En ce jour-là j’accomplirai sur Éli tout ce que j’ai dit touchant sa maison: je commencerai et j’achèverai;
13 Want Ik heb hem te kennen gegeven, dat Ik zijn huis rechten zal tot in eeuwigheid, om der ongerechtigheids wil, die hij geweten heeft; want als zijn zonen zich hebben vervloekt gemaakt, zo heeft hij hen niet eens zuur aangezien.
car je lui ai déclaré que je vais juger sa maison pour toujours, à cause de l’iniquité qu’il connaît, parce que ses fils se sont avilis et qu’il ne les a pas retenus.
14 Daarom dan heb Ik het huis van Eli gezworen: Zo de ongerechtigheid van het huis van Eli tot in eeuwigheid zal verzoend worden door slachtoffer of door spijsoffer!
C’est pourquoi j’ai juré à la maison d’Éli: Si jamais propitiation est faite pour l’iniquité de la maison d’Éli, par sacrifice ou par offrande!
15 Samuel nu lag tot aan den morgen; toen deed hij de deuren van het huis des HEEREN open; doch Samuel vreesde dit gezicht aan Eli te kennen te geven.
Et Samuel resta couché jusqu’au matin; et il ouvrit les portes de la maison de l’Éternel. Et Samuel craignait de rapporter sa vision à Éli.
16 Toen riep Eli Samuel, en zeide: Mijn zoon Samuel! Hij dan zeide: Zie, hier ben ik.
Et Éli appela Samuel, et [lui] dit: Samuel, mon fils! Et il dit: Me voici.
17 En hij zeide: Wat is het woord, dat Hij tot u gesproken heeft?

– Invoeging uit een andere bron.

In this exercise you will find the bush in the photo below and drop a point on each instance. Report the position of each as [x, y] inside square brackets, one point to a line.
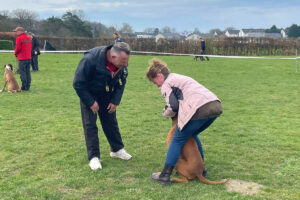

Verberg het toch niet voor mij; God doe u zo, en zo doe Hij daartoe, indien gij een woord voor mij verbergt van al de woorden, die Hij tot u gesproken heeft!
Et [Éli] dit: Quelle est la parole qu’il t’a dite? Je te prie, ne me le cache pas. Ainsi Dieu te fasse, et ainsi il y ajoute, si tu me caches quoi que ce soit de toute la parole qu’il t’a dite.
18 Toen gaf hem Samuel te kennen al die woorden, en verborg ze voor hem niet. En hij zeide: Hij is de HEERE; Hij doe, wat goed is in Zijn ogen!
Et Samuel lui rapporta toutes les paroles, et ne les lui cacha pas. Et [Éli] dit: C’est l’Éternel, qu’il fasse ce qui est bon à ses yeux.
19 Samuel nu werd groot; en de HEERE was met hem, en liet niet een van al Zijn woorden op de aarde vallen.
Et Samuel grandissait; et l’Éternel était avec lui, et il ne laissa tomber à terre aucune de ses paroles.
20 En gans Israel, van Dan tot Ber-seba toe, bekende, dat Samuel bevestigd was tot een profeet des HEEREN.
Et tout Israël, depuis Dan jusqu’à Beër-Shéba, sut que Samuel était établi prophète de l’Éternel.
21 En de HEERE voer voort te verschijnen te Silo; want de HEERE openbaarde Zich aan Samuel te Silo, door het woord des HEEREN.
Et l’Éternel continua d’apparaître à Silo; car l’Éternel se révélait à Samuel, à Silo, par la parole de l’Éternel.